En ese contexto, consideró que pese al estado de ebriedad, el imputado era consciente de sus actos y lo demostró al pedir ayuda a los vecinos.

Pero no sólo eso, puesto que intentó modificar la escena del crimen cambiando de lugar el arma homicida, que una testigo vio clavada en el cuello de Medina y, a los pocos segundos, otro vecino observó que estaba cerca de la mano de la misma.

“Al no haber ninguna causa que justifique su accionar, mató a Francisca sabiendo lo que hacía y debe responder por ello con prisión perpetua por femicidio”, argumentó la fiscal.

Por su parte, la defensora oficial Teresa Gómez solicitó una pena mínima alegando que actuó en legítima defensa al ser atacado por su concubina.

Finalmente, el Tribunal impuso una pena atenuada a la solicitada por la fiscalía.

En el debate quedó claro que la discusión comenzó en la parte delantera de la casa, pero luego la mujer corrió hasta la pieza y quedó arrinconada sobre la cama, donde recibió las puñaladas.

El cadáver presentaba heridas en el rostro, cuello, región cervical, clavícula y mano izquierda, estos últimos sobre la palma, en una clara señal de que la víctima intentó defenderse.

 

Dos veces víctima

Antes de su deceso, el nombre de Francisca Medina ya figuraba en un expediente judicial como acusada de homicidio.

Ocho años antes de su muerte fue detenida e imputada por el crimen de su ex pareja, Ramón Enrique Campodónico (42), ocurrido el 26 de julio de 2006 en la misma vivienda donde ella fue ultimada a puñaladas.

Según se estableció, aquella noche la mujer discutía con Campodónico, quien a esa altura ya era su ex marido, cuando de las palabras pasaron a los golpes y el hombre intentó lesionarla.
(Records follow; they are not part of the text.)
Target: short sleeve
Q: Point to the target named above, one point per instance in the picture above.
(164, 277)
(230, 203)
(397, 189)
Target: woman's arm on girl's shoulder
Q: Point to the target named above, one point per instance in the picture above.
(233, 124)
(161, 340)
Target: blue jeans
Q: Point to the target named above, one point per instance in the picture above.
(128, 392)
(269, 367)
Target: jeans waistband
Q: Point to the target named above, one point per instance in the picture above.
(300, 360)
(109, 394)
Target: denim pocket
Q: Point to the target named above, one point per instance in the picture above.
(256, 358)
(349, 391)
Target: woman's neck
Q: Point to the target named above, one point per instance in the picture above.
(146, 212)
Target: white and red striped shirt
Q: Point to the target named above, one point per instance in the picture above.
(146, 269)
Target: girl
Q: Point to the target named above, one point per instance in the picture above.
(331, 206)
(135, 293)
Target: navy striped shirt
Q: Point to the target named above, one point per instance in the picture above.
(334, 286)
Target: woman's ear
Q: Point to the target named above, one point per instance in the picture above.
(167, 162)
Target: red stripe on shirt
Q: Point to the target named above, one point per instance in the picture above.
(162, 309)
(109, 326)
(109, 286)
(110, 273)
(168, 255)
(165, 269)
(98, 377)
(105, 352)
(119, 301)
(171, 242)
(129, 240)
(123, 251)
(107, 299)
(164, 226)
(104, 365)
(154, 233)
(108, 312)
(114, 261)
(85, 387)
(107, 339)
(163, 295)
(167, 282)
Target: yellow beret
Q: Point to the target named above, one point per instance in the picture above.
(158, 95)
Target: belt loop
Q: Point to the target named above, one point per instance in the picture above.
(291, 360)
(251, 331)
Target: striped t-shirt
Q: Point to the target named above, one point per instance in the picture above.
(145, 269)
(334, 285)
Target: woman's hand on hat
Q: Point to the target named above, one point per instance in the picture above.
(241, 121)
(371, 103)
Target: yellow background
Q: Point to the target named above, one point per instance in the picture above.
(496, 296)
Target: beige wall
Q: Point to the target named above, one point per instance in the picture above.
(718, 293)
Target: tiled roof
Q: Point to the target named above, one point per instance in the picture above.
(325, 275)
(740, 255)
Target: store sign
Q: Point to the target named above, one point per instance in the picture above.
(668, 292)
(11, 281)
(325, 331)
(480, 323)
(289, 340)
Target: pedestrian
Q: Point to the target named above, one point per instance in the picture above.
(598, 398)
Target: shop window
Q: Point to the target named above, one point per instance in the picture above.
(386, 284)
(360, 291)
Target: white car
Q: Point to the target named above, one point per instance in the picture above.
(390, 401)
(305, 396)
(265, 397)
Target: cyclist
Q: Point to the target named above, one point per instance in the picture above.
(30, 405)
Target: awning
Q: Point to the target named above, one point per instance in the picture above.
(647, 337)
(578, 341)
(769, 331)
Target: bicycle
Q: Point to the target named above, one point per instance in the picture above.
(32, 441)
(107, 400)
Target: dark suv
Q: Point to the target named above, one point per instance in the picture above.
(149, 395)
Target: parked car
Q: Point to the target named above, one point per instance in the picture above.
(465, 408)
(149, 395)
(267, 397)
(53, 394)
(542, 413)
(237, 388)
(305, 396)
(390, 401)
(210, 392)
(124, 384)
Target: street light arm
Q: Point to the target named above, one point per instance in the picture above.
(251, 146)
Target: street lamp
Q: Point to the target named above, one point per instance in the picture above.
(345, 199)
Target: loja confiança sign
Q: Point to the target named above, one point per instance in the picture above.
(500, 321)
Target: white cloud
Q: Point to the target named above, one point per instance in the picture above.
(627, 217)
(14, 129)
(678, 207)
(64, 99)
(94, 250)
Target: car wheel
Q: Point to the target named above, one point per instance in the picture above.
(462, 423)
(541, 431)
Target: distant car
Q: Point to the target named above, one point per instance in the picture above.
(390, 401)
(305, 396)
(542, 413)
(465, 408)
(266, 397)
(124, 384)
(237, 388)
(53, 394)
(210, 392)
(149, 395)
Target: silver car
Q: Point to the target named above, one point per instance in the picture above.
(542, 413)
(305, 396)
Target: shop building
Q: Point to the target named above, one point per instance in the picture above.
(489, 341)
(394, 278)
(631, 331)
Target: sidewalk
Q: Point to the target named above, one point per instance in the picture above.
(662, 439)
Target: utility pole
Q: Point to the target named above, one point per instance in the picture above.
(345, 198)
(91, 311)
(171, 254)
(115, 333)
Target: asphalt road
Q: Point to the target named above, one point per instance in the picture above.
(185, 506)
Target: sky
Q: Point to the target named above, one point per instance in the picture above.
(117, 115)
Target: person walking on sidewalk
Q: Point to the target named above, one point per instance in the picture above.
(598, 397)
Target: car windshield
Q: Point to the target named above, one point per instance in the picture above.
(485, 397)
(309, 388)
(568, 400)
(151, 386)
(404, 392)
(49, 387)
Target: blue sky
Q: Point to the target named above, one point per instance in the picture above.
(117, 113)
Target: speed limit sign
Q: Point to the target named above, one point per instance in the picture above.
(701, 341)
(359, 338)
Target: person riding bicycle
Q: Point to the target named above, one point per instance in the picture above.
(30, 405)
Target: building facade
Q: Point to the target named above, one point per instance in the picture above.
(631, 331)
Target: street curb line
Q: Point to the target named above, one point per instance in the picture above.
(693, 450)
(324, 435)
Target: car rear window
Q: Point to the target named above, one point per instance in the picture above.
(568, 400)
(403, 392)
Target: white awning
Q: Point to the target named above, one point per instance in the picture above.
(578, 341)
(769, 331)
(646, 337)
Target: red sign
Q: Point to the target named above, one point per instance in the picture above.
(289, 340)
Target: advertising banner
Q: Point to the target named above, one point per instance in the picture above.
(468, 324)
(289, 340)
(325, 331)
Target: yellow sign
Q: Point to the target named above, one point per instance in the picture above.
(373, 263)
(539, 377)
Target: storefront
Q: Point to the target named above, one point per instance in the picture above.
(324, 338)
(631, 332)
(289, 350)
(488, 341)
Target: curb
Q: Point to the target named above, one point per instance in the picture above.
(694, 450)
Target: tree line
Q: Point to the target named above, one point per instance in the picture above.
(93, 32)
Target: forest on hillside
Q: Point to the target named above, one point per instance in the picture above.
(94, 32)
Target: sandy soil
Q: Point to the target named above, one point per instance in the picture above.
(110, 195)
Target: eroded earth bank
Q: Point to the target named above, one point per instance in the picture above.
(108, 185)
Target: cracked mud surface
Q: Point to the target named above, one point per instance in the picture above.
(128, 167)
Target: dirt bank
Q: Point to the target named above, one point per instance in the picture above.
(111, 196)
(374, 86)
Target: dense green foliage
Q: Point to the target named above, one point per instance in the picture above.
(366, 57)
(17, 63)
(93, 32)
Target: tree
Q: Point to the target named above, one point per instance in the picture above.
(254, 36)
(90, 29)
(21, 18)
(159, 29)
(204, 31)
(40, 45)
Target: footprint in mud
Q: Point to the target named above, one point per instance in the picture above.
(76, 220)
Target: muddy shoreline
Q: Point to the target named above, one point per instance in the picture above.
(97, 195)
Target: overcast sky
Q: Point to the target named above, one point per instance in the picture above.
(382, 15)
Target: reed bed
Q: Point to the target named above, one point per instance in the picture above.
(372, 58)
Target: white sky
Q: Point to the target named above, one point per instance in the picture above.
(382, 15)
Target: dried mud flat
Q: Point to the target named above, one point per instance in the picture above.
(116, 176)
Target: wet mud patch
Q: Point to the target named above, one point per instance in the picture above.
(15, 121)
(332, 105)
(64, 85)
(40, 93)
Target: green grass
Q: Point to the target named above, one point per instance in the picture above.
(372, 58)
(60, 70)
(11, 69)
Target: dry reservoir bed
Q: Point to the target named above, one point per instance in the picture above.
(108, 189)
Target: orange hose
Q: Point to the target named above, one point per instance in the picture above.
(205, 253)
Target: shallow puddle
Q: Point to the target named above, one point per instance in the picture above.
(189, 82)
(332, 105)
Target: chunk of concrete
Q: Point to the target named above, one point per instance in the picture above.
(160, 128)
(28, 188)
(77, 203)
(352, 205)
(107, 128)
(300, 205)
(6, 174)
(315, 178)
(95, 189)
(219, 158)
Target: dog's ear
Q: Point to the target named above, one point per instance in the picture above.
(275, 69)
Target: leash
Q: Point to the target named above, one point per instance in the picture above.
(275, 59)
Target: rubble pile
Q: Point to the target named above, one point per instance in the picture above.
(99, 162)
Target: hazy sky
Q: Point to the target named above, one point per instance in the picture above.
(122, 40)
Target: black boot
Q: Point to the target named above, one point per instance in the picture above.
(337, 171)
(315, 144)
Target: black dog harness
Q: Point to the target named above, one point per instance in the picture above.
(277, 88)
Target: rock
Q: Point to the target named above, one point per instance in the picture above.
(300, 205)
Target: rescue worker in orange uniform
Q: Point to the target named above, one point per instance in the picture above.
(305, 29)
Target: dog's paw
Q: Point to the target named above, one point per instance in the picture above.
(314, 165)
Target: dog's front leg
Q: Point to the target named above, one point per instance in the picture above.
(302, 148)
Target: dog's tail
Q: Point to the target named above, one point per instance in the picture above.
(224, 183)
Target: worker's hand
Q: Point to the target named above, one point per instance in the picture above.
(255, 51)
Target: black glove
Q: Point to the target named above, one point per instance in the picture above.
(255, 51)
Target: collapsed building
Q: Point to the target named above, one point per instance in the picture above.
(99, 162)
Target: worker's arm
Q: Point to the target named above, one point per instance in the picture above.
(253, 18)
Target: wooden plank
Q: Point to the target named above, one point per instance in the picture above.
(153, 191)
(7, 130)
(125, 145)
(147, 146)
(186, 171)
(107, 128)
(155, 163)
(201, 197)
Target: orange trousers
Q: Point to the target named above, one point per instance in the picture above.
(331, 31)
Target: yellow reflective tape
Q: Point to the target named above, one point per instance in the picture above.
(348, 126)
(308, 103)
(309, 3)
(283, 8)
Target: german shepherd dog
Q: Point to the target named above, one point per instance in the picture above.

Medina tomó un trozo de hierro y lo golpeó en la cabeza y el tórax en reiteradas ocasiones. El herido fue trasladado de urgencia al Hospital Samic, donde falleció a las pocas horas.

Medina fue imputada por homicidio simple, pero fue sobreseída porque la Justicia entendió que actuó en legítima defensa, puesto que había denunciado varias veces a Campodónico por violento.